Марии было безразлично, что ее побили. Вот если бы в счастливые дни любви… Да довелись ей тогда наполучать оплеух, так они свалились бы на нее как самое горькое горе, вот тогда бы то была всем срамотам срамота. А теперь ей было все равно, теперь, когда в ней все стремления, вера и всякая надежда в одночасье увяли, скоробились и развеялись. Ей вспомнилось — видела она однажды дома, в Тьеле, как работники насмерть забили камнями собаку, забравшуюся в обнесенный высокой изгородью утиный пруд. Несчастное животное немо плавало у берегов, вылезти оно не могло: кровь из него так и лила, а камни разили его один за другим.
И вспомнилось ей, как всякий раз, когда летел камень, она молила бога, чтобы этот камень добил наконец собаку, ибо такая это была жалкая тварь, что пощадить ее было бы грехом из грехов. А теперь вот и она чувствовала себя бедной Дианкой и с радостью призывала на себя любое горе и беду, лишь бы они прикончили ее, ибо ей, несчастной, только и надежды осталось, только и хотелось, чтобы ее тоже добили. О, если вот он каков, конец всякого величия — раболепное хныканье, похотливое безумие и коленопреклоненный страх, — о, тогда, значит, и нет на свете никакого величия. Герой, о котором она прежде мечтала, подъезжал к вратам смерти, бряцая шпорами и звякая сбруей, обнажив голову и опустив меч, но не было у него страха в бессмысленном взоре, трясущимися губами не молил он о пощаде. Значит, и нет на свете увенчанных ореолом созданий, чтобы тосковать по ним, любить их и боготворить, нет солнца, чтобы смотреть на него, пока не померкнет свет в очах, смотреть, чтобы все сняло, блистало, переливалось красками.

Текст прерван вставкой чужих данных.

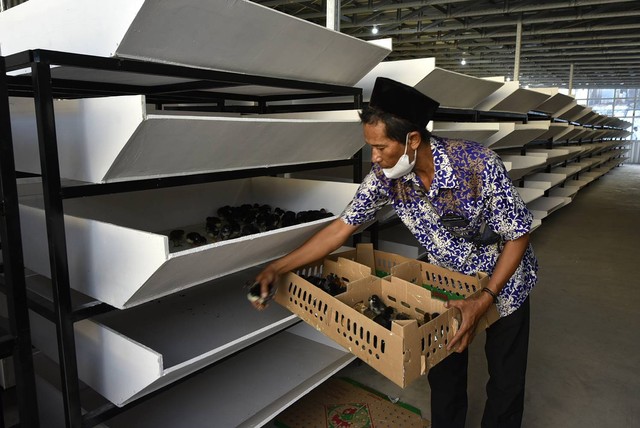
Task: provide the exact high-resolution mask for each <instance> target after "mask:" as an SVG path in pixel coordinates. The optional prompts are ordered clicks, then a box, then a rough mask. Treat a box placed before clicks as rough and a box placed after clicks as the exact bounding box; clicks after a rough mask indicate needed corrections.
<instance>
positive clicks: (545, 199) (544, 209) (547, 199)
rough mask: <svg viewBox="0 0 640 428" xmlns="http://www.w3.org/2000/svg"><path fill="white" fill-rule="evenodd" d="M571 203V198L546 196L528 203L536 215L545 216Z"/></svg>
mask: <svg viewBox="0 0 640 428" xmlns="http://www.w3.org/2000/svg"><path fill="white" fill-rule="evenodd" d="M570 203H571V198H566V197H553V196H545V197H542V198H538V199H536V200H534V201H532V202H530V203H528V204H527V208H529V210H530V211H531V212H532V213H534V217H537V218H541V219H542V218H545V217H547V216H548V215H549V214H551V213H552V212H554V211H556V210H557V209H560V208H562V207H564V206H565V205H567V204H570Z"/></svg>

Серо и тускло… Все было серым, тусклым и пустым, непробудные будни, сплошная повседневная вялая маята.
Вот как думала она первое время. Ей казалось, что на краткий миг занесло ее в дивный пестроликий сказочный мир, где на жарком жизнетворном воздухе все существо ее распустилось, как диковинный заморский цветок, излучая солнце из каждого листика и дыша ароматом из каждой прожилки, и, упиваясь светом и ароматом, рос он да рос всей гурьбою листвы, расправляя листок за листком, от неуемной силы и крепости. А теперь все это минуло, вновь стала она жалким пустоцветом, бесплодной и оцепенелой от стужи. И весь мир был таков, и все люди вокруг, все они были такие же. А все-таки жили они себе да поживали как бог на душу положит, жили до глупости деловито. Ох, сердце у нее изболелось — так тошно было ей видеть, как кичатся они и пыжатся в безобразном убожестве своем и гордо прислушиваются к полновесному бряцанию собственного пустозвонства.